Un cálido día de verano sobre el fresco césped, con el sol muy alto en un cielo sin nubes. El aire procedente del mar, transportando el frescor del agua. Un hombre se acerca a la casa, maletín en mano. Un hombre joven, con el pelo castaño y corto, bien afeitado, vestido de manera informal. Desprende un aire de nerviosismo en la forma en que se pasa el maletín de una mano a otra y en la fina capa de sudor que brilla en su frente. Llama a la puerta. Mi abuelo va hacia ella, la abre para que entre el hombre y la cierra detrás de él. Yo sigo retozando en el jardín. Hadley cambia de forma, vuela, se escabulle, vuelve a la carga. Peleamos uno con otro y nos reímos tanto que nos duele. El día se prolonga con el alocado abandono de la infancia, con la invulnerabilidad de la inocencia.
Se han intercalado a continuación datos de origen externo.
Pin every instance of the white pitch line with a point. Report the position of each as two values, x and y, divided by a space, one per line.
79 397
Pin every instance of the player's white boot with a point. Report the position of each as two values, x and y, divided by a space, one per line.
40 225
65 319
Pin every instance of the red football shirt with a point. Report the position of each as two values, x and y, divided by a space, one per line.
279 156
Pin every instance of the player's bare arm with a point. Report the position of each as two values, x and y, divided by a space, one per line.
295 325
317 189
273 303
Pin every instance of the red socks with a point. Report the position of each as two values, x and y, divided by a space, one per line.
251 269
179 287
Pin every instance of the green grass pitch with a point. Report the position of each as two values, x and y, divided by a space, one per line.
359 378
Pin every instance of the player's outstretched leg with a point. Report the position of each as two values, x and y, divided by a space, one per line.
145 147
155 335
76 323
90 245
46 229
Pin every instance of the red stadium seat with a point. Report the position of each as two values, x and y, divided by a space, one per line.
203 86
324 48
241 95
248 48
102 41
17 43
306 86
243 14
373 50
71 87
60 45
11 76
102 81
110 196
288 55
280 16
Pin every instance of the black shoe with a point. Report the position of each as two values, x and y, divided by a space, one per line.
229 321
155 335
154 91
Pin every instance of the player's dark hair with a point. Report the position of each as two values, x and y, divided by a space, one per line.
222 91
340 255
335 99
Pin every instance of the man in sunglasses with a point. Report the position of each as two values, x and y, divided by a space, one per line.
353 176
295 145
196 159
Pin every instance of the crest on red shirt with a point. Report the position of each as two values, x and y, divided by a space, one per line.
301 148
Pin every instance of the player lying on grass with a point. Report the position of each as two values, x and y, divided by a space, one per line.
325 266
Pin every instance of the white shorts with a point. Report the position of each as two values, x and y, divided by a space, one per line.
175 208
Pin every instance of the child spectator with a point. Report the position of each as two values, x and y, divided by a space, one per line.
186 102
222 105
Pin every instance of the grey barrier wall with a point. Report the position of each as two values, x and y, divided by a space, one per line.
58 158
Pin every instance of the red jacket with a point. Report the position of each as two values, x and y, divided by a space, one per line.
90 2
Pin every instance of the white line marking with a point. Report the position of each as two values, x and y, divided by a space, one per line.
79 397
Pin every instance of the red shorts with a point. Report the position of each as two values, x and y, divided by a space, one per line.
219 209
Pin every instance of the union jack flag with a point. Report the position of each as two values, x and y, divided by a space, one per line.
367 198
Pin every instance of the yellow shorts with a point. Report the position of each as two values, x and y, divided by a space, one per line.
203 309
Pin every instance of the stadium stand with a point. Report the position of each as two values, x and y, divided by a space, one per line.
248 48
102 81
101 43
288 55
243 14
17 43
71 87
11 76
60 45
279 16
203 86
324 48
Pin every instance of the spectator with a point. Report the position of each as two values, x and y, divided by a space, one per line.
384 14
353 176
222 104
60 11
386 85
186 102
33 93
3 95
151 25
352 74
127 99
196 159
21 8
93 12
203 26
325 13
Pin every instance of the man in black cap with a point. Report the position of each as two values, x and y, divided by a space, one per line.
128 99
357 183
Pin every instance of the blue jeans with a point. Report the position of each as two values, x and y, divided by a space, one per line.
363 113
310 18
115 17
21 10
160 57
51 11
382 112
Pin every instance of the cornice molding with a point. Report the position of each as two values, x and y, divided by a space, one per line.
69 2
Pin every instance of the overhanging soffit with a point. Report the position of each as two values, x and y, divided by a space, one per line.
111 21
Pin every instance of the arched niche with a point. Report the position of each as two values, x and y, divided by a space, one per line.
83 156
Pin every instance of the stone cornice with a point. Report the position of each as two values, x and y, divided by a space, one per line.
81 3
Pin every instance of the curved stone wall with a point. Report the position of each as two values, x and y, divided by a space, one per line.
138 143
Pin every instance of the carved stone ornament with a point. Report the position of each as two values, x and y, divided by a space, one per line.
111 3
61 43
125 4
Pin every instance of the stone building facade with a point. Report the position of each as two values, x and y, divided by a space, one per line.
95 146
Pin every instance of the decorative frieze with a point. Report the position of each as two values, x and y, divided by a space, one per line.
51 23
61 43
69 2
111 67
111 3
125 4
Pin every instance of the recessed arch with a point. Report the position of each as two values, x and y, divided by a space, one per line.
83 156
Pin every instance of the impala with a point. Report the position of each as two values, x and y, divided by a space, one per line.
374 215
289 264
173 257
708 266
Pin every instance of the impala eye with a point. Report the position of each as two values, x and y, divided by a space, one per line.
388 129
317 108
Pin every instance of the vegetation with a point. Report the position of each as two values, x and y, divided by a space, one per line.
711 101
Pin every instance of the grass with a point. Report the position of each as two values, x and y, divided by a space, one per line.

Transcurren quince minutos, tal vez menos. A esa edad, el día puede ser eterno. La puerta se abre y se cierra. Alzo la vista. Mi abuelo está con el hombre que he visto entrar, y los dos están mirándome.

—Hay una persona a la que quiero que conozcas —dice.

Me levanto del césped y doy palmadas para sacudirme la suciedad de las manos.

—Este es Brandon —dice mi abuelo—. Es tu cêpan. ¿Sabes lo que significa eso?

Niego con la cabeza. Brandon. Así se llamaba. Después de todos estos años, no me llega hasta ahora.

—Significa que a partir de ahora pasará mucho tiempo contigo. Que los dos estáis conectados. Estáis ligados el uno al otro. ¿Lo entiendes?

Asiento y camino hacia el hombre para extenderle mi mano como he visto hacer muchas veces a las personas adultas. El hombre sonríe y apoya una rodilla en el suelo. Me coge la manita en su mano derecha y la envuelve con sus dedos.

—Es un placer conocerle —le digo.

Unos ojos luminosos y amables, llenos de vida, miran a los míos como ofreciéndome un juramento, un vínculo, pero soy demasiado pequeño para saber lo que significa verdaderamente ese juramento o vínculo.

Él deja su mano izquierda encima de la derecha, de tal forma que mi diminuta mano se pierde entre las suyas. Asiente, sonriéndome aún.

—Mi querido niño —dice—. El placer es mío.

Me despierto con una sacudida. Me quedo tumbado de espaldas, con el pulso acelerado y la respiración pesada, como si hubiera estado corriendo. Sigo con los ojos cerrados pero, por las sombras alargadas y el frescor del aire en la habitación, sé que el sol acaba de salir. El dolor regresa, y todavía siento un peso en las extremidades. Con el dolor físico viene otro dolor, mucho peor que cualquier dolencia física que pudiera padecer: el recuerdo de las últimas horas.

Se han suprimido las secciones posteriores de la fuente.